The score to this action mayhem was composed by Chris Hülsbeck and Fabian del Priore who did a very good job in underscoring the game. Heavily influenced by some of movie composer Hans Zimmer’s action titles they provided a fitting, fast-paced and thematically rich score which translates excellently to a soundtrack album. The main theme, first heard in “Intro” is fun and humable. It is quoted lots of times throughout the album in different variations and orchestrations along with a second theme (properly named “Second Theme”) that is equally exciting.

All the cues on the album are similar in structure and instrumentation: they are fast-paced, exciting, heroic and sometimes just pure fun.
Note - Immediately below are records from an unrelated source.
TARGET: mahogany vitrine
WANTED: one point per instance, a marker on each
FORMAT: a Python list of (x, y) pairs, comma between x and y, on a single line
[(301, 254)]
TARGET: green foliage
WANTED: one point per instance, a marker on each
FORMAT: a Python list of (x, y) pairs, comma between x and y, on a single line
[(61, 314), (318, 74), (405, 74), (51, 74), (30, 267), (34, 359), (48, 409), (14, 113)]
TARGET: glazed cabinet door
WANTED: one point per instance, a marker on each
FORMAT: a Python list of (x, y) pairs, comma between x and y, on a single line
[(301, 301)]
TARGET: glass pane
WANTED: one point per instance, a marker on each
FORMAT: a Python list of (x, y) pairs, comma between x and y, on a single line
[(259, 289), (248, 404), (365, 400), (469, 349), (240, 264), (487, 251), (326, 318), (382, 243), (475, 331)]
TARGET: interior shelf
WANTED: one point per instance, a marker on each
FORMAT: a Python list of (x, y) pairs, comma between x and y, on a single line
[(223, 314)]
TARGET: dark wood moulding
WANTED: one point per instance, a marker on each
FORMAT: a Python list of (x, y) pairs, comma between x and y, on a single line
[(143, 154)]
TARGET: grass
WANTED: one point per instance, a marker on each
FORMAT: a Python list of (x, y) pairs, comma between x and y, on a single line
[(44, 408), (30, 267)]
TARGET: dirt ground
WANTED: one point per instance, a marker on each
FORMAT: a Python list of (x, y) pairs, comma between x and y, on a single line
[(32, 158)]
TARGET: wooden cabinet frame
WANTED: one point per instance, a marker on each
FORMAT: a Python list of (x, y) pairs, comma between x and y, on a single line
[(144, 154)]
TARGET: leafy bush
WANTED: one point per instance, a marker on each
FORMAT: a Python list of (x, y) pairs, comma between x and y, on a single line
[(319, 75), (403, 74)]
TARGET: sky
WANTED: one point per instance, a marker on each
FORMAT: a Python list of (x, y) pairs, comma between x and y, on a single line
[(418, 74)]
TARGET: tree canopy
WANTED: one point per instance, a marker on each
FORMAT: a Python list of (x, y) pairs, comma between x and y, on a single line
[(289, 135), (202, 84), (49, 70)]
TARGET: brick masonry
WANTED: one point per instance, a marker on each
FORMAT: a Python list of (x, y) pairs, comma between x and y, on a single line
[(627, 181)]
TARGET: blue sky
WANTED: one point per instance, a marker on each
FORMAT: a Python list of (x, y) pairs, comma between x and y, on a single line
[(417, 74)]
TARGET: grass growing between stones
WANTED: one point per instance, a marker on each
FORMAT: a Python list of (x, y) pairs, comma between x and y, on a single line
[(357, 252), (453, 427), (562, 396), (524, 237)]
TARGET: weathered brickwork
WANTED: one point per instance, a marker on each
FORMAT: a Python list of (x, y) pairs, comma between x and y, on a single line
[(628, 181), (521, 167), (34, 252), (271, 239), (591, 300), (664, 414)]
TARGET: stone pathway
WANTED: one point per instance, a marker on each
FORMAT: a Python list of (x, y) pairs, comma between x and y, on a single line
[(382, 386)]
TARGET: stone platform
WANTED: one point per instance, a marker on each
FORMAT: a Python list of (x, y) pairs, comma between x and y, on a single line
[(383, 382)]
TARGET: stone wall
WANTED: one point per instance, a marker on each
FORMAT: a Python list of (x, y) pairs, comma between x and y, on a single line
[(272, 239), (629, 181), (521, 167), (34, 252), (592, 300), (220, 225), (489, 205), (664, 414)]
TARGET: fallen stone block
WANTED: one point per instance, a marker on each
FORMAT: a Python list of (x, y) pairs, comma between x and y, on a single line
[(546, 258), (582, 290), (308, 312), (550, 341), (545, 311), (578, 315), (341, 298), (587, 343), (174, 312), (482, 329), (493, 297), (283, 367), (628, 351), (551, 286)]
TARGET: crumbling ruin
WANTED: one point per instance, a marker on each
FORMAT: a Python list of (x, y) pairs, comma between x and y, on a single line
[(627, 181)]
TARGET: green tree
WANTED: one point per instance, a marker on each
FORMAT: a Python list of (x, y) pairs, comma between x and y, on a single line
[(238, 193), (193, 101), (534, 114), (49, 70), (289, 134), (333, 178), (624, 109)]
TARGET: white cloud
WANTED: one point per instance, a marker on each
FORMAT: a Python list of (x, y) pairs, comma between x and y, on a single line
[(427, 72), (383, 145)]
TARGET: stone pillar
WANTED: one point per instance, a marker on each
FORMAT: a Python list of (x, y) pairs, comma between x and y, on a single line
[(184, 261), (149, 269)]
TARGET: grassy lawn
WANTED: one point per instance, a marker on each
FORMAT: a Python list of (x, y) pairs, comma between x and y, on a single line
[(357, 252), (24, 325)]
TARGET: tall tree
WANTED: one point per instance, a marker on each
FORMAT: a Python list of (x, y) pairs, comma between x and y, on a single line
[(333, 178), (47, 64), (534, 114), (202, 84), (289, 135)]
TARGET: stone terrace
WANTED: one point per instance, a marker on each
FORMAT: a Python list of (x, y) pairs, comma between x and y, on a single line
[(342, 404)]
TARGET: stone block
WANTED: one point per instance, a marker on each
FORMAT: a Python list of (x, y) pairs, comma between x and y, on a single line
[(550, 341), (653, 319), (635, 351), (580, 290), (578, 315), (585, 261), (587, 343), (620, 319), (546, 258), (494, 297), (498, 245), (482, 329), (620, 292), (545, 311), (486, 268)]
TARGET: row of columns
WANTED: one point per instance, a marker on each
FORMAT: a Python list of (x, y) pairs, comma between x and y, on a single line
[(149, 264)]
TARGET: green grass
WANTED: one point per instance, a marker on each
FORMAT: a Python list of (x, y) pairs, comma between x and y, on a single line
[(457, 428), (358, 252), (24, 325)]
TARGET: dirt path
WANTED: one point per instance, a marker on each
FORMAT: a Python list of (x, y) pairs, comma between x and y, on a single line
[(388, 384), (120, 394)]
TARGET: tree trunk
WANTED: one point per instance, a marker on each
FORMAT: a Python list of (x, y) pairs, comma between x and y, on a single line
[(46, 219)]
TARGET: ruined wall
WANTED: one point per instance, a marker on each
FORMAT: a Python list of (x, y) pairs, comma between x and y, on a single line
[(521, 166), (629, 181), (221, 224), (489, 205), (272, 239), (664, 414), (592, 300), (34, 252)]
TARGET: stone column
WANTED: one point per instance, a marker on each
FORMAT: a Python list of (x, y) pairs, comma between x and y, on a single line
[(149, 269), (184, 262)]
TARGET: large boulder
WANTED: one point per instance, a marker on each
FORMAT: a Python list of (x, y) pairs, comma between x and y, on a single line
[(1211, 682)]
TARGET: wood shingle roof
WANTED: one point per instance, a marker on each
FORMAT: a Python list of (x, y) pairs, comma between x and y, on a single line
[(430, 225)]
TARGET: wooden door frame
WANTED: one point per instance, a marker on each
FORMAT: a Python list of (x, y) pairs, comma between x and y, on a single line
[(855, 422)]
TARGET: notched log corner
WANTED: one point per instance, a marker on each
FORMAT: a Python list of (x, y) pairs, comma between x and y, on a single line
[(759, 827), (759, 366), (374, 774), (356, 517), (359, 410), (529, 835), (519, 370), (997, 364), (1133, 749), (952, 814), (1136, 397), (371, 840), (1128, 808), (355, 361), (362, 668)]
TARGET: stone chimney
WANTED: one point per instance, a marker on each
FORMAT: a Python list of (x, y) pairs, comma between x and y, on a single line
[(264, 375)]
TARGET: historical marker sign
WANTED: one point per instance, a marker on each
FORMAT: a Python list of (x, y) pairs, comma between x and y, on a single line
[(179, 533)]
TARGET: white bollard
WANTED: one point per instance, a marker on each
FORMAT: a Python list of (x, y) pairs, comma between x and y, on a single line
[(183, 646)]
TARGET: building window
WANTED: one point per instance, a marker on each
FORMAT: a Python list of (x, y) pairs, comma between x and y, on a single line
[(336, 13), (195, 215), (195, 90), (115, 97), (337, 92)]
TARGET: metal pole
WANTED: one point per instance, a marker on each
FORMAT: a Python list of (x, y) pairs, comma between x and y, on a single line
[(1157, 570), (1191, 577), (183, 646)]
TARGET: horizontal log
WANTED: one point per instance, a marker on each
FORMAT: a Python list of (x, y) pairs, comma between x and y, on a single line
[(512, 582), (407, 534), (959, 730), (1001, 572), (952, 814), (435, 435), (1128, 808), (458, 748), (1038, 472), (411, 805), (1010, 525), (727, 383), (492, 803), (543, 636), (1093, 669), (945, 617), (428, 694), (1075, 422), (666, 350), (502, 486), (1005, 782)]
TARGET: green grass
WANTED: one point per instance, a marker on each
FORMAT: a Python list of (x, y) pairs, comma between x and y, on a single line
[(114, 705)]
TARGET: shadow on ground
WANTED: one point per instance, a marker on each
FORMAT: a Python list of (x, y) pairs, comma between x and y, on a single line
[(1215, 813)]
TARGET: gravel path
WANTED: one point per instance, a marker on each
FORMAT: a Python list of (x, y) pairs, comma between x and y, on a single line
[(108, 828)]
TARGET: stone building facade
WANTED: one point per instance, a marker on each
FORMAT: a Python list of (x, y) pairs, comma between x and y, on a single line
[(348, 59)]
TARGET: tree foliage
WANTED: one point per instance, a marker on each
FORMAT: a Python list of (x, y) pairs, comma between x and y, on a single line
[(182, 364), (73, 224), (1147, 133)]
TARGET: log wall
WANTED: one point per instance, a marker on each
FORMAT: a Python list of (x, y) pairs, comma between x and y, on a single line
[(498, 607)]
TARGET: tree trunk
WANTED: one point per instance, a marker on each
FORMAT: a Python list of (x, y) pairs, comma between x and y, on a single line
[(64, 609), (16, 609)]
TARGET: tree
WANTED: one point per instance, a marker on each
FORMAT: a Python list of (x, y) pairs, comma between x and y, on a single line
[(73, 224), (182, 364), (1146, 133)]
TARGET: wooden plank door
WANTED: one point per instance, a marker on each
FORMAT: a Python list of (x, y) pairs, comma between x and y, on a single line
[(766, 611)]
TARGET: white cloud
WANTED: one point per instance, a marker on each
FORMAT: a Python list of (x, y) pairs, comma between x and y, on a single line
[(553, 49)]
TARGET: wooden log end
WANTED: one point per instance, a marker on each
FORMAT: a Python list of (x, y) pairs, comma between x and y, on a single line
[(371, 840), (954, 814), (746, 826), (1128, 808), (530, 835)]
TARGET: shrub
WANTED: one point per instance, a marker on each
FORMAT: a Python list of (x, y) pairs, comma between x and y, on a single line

Among the highlights are “Convoy” with its dramatic opening, “The Mine” which starts slowly adding layers of percussion until the statement of the main theme and “Rescue” that features the theme in a striking pizzicato. Unfortunately, the score ends with three quite annoying techno-remixes.

The music was composed in 1997 which means that it’s a synthesized soundtrack in midi-quality. So don’t be shocked by a flat and high-pitched overall sound quality. This shouldn’t deter you from giving it a chance though, for the score really has its own charm. It’s an exciting and engaging listen that many video game music fans will surely and thoroughly enjoy.